North York has its downtown, although it’s hardly what some imagined. Scarborough has something of a central focus. Downtown Toronto has been given a facelift at Yonge and Dundas. But Etobicoke has sat quietly on the sidelines, waiting its turn.
“It’s something I wanted to do when I was in Etobicoke prior to amalgamation,” said Toronto councillor and former Etobicoke mayor Doug Holyday. “We’ve wanted to do something for a long time but it’s always been just out of reach.
“We built Dundas Square in downtown Toronto at considerable cost. But there hasn’t been much thought given to Etobicoke.”
“Etobicoke has never had a central focus,” Milczyn said as he drove a reporter around the area. “We’re getting residential development already, so we don’t need that as much as we need offices, employment lands and community facilities. This is the biggest chunk of city-owned land outside the port lands, so we can do a lot with it.”
SNC Lavalin already has committed to beefing up Bloor and Islington with a new headquarters building.
Milczyn said discussions are underway with a “major public institution” about joining the company in the area.
“It makes sense if we do it the right way,” said Holyday. “I do worry about the costs. I’d like to sell the civic centre and use the money for the rest of the project but I’m afraid someone on council might have other plans for it.
Milczyn and Holyday agree the Bloor-Dundas Six Points junction at Kipling is a mess.
“The roads take up a lot of room,” Milczyn said. “It was all planned in the 1950s and built before the subway was extended. That was the edge of the city when it was built. It’s now all surrounded by development, and it doesn’t work on any level.”
“I used to have a business in the area and I had a hard time myself telling people how to get there,” Holyday said with a laugh.
The redevelopment will cost around $37 million, but some of that money would’ve had to be spent to fix up the existing system, anyway, Milczyn said. By creating new space for development, the city will be able to sell off some one and a half hectares and use that cash to help pay for the road work. Redeveloping most of the old civic centre site – some historic elements will almost certainly be kept – could raise $36 million, Milczyn said.
Not everyone is enamoured of the redesign of the 2.8-kilometre strip.
“It’s simply not necessary,” said Terry Reardon of the Islington Ratepayers Association. “I’ve been in the area for 30-odd years and there’s never been a hold-up around the Six Points interchange. Even people who support the changes admit the extra traffic signals will mean a slowdown.”
Reardon says people who want to avoid the signals will start using side streets more often and that traffic will increase on Bloor west of Kipling, which is primarily a residential street.
Asked if he didn’t consider the current interchange an eyesore, Reardon chuckled.
“It works. It might be ugly but roads aren’t there to be beautiful.”
Reardon said residents want parks and community space on the old theatre lands, not more condos.

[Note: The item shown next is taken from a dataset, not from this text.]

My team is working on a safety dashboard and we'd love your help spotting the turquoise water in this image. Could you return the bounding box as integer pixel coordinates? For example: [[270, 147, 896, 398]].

He also said they worry that some of the units are “fairly low-priced and we could have another St. Jamestown unless there are lots of activities for the kids.”
“It’s a good idea to redevelop Six Points,” said Peter Quach, owner of Thyme 4 Pizza on Dundas W. “It would probably help businesses in the area. Right now, people travelling eastbound have to make a U-turn to get to some of the businesses. It’s very dangerous.”